Anyone celebrating Black History Month in Dallas has to make a stop at the Martin Luther King Community Center. This is located in Dallas and is part of the historic Fair Park district in South Dallas. There are five buildings on the campus, which include the Martin Luther King Branch Library, a ChildCareGroup, the Foremost Family Health Center and a Recreation Center that doubles as a Senior Citizen Center. The center opened in 1969 to be an all-encompassing community center providing assistance and help to everyone in need. The center was named after Dr. King in 1975.

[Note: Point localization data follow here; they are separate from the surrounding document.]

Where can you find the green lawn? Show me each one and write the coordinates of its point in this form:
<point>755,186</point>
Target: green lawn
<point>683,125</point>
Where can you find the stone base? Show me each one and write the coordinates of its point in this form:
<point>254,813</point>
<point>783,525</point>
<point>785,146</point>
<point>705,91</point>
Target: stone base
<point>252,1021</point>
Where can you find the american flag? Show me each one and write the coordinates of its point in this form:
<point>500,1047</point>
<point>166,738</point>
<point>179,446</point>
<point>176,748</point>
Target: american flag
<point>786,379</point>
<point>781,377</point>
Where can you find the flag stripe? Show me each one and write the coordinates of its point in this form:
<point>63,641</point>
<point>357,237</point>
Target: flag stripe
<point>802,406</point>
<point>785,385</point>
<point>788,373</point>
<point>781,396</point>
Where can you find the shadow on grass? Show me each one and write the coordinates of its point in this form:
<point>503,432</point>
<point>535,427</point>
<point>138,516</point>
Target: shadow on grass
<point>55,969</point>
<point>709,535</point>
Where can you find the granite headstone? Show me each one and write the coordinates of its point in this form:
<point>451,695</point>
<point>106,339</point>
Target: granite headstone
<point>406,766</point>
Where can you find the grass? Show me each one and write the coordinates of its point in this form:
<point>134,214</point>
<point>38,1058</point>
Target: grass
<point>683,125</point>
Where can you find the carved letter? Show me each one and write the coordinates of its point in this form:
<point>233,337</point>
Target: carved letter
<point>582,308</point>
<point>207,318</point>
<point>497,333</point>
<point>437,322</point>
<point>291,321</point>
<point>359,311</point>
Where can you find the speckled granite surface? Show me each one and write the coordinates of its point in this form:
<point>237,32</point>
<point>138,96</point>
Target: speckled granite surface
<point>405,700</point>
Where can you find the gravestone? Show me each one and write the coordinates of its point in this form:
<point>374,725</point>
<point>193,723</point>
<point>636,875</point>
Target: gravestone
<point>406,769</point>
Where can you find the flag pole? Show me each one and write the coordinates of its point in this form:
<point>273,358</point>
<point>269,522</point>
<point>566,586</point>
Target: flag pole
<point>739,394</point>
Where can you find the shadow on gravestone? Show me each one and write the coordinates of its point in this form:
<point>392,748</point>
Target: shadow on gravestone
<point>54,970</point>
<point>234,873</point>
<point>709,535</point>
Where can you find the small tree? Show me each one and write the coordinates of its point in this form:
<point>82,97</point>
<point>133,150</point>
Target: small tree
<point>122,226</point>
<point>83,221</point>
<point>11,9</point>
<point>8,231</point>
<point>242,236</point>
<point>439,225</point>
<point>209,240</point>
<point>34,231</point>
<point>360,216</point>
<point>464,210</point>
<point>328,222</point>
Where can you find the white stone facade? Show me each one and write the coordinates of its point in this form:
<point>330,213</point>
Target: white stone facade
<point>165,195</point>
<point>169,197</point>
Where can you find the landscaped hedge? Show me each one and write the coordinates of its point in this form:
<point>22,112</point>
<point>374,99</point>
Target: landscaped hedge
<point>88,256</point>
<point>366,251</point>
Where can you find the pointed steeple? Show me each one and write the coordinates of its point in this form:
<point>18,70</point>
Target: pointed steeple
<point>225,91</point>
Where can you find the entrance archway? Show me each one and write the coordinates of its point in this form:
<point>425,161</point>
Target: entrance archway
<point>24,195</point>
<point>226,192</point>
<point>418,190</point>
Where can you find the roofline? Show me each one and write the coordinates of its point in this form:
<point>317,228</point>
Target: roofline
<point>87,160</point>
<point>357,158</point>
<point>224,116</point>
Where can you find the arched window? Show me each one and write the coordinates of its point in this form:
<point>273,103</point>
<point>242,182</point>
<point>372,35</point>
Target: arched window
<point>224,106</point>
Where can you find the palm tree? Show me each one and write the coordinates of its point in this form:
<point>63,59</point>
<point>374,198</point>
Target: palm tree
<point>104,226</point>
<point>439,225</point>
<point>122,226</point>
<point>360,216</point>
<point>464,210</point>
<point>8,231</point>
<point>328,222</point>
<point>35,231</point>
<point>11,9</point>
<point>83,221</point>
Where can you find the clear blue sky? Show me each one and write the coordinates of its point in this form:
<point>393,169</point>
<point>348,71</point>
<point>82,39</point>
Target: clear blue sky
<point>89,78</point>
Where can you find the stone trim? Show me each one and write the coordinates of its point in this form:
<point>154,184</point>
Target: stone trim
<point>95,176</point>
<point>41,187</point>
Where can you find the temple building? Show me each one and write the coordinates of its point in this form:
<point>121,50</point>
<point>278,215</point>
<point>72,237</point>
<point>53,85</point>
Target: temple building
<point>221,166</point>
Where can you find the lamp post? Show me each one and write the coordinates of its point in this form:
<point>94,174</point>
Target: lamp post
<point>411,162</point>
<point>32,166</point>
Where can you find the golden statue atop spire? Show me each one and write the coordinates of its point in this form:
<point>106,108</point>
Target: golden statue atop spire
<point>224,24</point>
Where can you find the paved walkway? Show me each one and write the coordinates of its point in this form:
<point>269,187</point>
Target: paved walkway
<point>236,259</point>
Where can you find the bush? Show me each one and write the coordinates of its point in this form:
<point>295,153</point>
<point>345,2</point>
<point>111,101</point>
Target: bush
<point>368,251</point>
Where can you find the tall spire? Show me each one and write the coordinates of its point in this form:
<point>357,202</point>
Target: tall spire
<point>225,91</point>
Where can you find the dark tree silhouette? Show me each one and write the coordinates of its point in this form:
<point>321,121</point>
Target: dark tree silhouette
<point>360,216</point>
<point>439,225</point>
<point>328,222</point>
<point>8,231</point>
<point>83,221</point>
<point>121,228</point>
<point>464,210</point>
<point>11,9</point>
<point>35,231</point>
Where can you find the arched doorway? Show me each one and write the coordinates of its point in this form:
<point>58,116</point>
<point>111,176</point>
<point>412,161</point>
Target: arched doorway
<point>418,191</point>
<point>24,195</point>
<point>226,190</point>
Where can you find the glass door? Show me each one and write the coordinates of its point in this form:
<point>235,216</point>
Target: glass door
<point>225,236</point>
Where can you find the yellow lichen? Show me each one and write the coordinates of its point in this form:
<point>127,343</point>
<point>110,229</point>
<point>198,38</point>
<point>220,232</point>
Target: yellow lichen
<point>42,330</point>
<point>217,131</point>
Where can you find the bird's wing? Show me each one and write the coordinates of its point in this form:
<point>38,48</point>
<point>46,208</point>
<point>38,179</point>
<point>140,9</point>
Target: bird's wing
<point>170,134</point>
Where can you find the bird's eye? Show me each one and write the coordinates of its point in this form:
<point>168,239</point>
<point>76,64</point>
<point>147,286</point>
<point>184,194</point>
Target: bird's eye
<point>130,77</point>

Juanita Craft Civil Rights House
2618 Warren Ave.
Dallas, TX 75215
(214) 670-8637
www.nps.gov

There is a huge piece of African American history in the Dallas area. One great way to celebrate Black History Month is by visiting the Juanita Craft House. Craft was a civil rights organizer and public servant that helped integrate two different Dallas universities (University of Texas Law School and North Texas State University), the Texas State Fair in 1954, several theaters in Dallas, and a number of restaurants and lunch counters. Craft was elected to the Dallas City Council at the age of 73 and ultimately had a park named after her. Lyndon Johnson and Martin Luther King Jr. are among those who visited the house in the Wheatley Place Historic District.  The Juanita Craft House is open to tours by appointment.